First lady kicks off Obamas' final White House Christmas

WASHINGTON (AP) -- Michelle Obama kicked off her family's final Christmas season at the White House on Friday by receiving a 19-foot Balsam-Veitch fir from Wisconsin as the official White House Christmas tree.

Joined by two young nephews instead of her teenage daughters, the first lady said she's ready and excited for the holiday.

"Christmas begins. The holidays start," Mrs. Obama exclaimed after "accepting" the tree from Dave and Mary Vander Velden, owners of the Oconto, Wisconsin, farm where it was grown. "We're ready. Our last one. We're excited about it."

The Vander Veldens won the National Christmas Tree Association's annual contest, earning the honor of supplying the White House with its official Christmas tree. Contest winners have provided the White House tree annually since 1966. A group of White House and other officials visited the Vander Veldens at their Whispering Pine Tree Farm in September to choose the perfect tree.

Late Friday morning, a horse-drawn wagon pulled the tree up the White House driveway. After a visual inspection, Mrs. Obama sought the opinions of her "replacement kids" -- nephews Austin and Aaron Robinson.

"It's great," 6-year-old Austin said.

"It's great. Should we accept it?" she asked. "Yes," he said.

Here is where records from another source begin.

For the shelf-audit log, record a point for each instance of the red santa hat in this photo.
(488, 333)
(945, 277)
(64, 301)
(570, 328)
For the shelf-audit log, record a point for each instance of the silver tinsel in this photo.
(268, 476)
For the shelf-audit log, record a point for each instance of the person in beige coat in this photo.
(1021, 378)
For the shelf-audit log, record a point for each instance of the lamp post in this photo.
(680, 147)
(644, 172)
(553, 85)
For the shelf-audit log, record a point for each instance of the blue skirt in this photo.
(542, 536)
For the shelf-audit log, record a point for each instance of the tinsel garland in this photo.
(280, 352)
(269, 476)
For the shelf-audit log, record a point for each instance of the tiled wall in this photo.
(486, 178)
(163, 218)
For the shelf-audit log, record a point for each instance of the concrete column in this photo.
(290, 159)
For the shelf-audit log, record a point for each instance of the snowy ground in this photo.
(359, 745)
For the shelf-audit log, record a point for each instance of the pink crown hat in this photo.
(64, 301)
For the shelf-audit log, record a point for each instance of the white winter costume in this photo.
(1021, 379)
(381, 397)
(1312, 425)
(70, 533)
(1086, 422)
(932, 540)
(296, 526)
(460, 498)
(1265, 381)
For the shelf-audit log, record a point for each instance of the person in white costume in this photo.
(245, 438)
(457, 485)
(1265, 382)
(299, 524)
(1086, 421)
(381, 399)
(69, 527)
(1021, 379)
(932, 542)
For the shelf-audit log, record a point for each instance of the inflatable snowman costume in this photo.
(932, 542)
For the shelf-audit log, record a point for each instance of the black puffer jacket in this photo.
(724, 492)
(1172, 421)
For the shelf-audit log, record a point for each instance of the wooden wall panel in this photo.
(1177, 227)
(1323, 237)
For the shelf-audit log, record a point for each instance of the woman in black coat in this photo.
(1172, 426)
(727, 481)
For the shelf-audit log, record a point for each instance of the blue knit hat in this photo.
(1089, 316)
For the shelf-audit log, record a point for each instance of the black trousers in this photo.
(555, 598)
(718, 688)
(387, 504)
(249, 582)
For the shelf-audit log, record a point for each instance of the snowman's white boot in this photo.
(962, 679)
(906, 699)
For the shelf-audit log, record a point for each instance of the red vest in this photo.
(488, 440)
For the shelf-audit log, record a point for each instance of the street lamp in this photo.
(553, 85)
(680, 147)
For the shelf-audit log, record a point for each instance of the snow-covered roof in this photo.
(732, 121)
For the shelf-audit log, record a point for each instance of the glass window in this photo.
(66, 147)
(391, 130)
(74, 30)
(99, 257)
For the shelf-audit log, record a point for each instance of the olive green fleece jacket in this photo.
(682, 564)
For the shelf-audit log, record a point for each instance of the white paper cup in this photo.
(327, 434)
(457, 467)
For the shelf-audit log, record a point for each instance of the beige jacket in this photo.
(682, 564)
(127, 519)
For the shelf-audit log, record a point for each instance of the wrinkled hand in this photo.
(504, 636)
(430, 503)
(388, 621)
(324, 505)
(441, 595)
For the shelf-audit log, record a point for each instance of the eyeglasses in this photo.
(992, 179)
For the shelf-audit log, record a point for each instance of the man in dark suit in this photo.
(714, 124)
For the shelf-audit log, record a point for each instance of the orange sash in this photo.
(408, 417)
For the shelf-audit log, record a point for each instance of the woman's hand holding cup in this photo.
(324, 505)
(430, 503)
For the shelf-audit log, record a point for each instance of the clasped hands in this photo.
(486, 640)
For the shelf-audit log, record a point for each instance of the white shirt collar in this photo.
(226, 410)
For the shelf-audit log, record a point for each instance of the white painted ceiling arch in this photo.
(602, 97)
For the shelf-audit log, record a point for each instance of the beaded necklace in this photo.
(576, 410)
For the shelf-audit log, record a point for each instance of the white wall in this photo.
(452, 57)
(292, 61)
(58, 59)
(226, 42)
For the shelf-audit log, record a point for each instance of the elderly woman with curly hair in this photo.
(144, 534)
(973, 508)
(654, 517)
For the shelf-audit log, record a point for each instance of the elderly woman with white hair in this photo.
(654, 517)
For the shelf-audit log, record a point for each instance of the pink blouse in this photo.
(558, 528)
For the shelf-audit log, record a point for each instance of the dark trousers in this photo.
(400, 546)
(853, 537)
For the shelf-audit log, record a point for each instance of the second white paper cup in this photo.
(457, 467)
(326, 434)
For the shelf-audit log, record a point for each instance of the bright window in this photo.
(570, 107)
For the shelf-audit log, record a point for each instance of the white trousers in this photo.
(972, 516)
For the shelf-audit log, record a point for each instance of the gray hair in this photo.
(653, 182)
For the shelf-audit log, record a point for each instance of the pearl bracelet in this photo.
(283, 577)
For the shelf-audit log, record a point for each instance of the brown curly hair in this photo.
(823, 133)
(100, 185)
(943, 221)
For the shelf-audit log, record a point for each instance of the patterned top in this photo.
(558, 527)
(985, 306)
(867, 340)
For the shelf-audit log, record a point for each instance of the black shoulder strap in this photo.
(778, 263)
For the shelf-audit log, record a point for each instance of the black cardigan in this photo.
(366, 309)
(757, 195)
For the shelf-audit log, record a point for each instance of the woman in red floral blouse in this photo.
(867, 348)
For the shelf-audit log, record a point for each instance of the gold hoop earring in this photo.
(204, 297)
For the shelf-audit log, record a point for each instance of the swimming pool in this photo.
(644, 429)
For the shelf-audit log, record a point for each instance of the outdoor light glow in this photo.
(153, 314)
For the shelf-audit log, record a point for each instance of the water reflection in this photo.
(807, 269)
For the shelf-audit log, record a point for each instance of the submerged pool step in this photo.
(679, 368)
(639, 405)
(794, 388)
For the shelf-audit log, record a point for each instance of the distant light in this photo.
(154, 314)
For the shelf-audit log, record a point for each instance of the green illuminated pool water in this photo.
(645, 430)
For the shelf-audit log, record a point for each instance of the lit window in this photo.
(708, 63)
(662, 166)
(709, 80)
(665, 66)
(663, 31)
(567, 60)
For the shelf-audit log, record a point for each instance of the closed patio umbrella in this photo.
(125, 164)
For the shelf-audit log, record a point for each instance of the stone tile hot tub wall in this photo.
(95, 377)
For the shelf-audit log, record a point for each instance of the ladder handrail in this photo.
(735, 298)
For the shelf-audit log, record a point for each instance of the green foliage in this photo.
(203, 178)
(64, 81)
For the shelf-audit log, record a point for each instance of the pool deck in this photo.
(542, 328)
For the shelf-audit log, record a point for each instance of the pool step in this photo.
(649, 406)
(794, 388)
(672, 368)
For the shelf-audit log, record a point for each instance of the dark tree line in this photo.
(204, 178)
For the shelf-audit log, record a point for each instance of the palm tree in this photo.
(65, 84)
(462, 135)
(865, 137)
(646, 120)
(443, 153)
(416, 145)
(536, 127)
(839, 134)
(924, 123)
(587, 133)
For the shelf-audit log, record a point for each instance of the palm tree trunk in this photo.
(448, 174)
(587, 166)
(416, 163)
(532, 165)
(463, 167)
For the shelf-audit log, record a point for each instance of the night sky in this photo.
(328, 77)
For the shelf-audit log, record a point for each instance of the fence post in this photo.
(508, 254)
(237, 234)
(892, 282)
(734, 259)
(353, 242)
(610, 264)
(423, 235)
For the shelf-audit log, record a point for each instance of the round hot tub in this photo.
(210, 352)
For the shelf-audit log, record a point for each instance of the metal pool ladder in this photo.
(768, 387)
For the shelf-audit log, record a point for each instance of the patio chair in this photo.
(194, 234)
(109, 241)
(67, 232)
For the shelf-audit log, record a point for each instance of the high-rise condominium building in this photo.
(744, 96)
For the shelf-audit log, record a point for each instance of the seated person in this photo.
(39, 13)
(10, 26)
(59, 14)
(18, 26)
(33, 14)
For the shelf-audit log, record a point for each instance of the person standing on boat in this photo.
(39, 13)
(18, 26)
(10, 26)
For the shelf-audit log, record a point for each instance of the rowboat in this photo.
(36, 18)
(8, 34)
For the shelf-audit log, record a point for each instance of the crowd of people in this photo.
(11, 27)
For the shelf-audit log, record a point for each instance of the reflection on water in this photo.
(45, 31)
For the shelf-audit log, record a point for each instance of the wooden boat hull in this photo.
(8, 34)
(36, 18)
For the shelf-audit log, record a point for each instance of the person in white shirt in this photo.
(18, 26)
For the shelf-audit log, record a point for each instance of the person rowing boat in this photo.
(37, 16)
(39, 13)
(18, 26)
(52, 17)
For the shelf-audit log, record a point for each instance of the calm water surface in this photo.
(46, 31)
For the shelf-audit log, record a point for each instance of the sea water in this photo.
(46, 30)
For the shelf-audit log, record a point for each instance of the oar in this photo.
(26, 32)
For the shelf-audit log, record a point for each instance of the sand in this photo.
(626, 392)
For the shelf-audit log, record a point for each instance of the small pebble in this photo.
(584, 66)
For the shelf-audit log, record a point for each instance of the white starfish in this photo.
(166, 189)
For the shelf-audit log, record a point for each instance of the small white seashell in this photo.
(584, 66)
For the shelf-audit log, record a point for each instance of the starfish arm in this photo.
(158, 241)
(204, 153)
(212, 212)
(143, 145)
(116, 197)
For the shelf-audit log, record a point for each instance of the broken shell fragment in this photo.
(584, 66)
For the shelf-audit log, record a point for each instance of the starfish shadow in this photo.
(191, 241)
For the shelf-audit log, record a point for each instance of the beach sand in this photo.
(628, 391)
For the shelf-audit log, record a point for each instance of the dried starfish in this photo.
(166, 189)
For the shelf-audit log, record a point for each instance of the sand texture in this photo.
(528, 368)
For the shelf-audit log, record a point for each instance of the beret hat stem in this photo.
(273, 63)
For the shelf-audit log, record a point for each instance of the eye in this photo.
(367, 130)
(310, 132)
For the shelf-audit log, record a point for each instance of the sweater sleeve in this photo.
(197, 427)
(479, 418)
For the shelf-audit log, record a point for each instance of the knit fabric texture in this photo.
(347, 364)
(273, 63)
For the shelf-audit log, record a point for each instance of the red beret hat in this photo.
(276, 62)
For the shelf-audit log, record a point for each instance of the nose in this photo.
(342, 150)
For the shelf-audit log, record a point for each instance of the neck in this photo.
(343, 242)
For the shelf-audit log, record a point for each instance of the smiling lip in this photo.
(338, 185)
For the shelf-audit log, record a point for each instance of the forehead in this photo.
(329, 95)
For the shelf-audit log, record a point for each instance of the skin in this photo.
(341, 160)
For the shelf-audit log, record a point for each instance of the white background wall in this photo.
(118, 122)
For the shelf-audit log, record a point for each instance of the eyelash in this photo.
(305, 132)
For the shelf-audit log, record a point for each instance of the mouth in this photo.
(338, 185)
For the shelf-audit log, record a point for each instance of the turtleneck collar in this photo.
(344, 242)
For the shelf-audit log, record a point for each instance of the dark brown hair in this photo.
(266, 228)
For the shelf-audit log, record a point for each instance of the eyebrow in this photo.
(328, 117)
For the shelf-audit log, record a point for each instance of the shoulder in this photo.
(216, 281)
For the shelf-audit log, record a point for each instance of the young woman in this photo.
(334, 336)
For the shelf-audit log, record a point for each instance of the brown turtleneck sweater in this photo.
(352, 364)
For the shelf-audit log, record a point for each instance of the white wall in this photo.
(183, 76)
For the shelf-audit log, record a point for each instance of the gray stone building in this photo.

Mrs. Obama explained that the appearance by her nephews "is what happens when you get teenagers," referring to 18-year-old Malia and 15-year-old Sasha, the daughters who in past years have joined her for the tradition of receiving the Christmas tree on the morning after Thanksgiving.

"One's asleep," she said, gesturing toward the White House. "These two are up," she added, referring to the sons of her brother, Craig Robinson, who was visiting with his family for Thanksgiving.

Malia and Sasha also skipped their father's traditional pardon of a Thanksgiving turkey this week; Austin and Aaron subbed for them, too.

The tree will be trimmed so it can fit inside the White House Blue Room, where it traditionally stands, tethered to the ceiling, as the centerpiece of Christmas at the White House. Mrs. Obama typically has it decorated to honor the U.S. military, which she has championed as first lady.

First lady Lou Henry Hoover started the custom of a Blue Room tree, decorating the first one in 1929, according to the White House Historical Association. The tradition of selecting a theme for the Blue Room tree began in 1961, during John F. Kennedy's administration. That year's tree was decorated with objects depicting characters and toys from "The Nutcracker."

The tree's delivery Friday also marked the start of an intense period of round-the-clock work through the weekend by scores of volunteers who help decorate the public rooms of the White House for Christmas.

Mrs. Obama plans to give military families the first look at the decorations on Tuesday.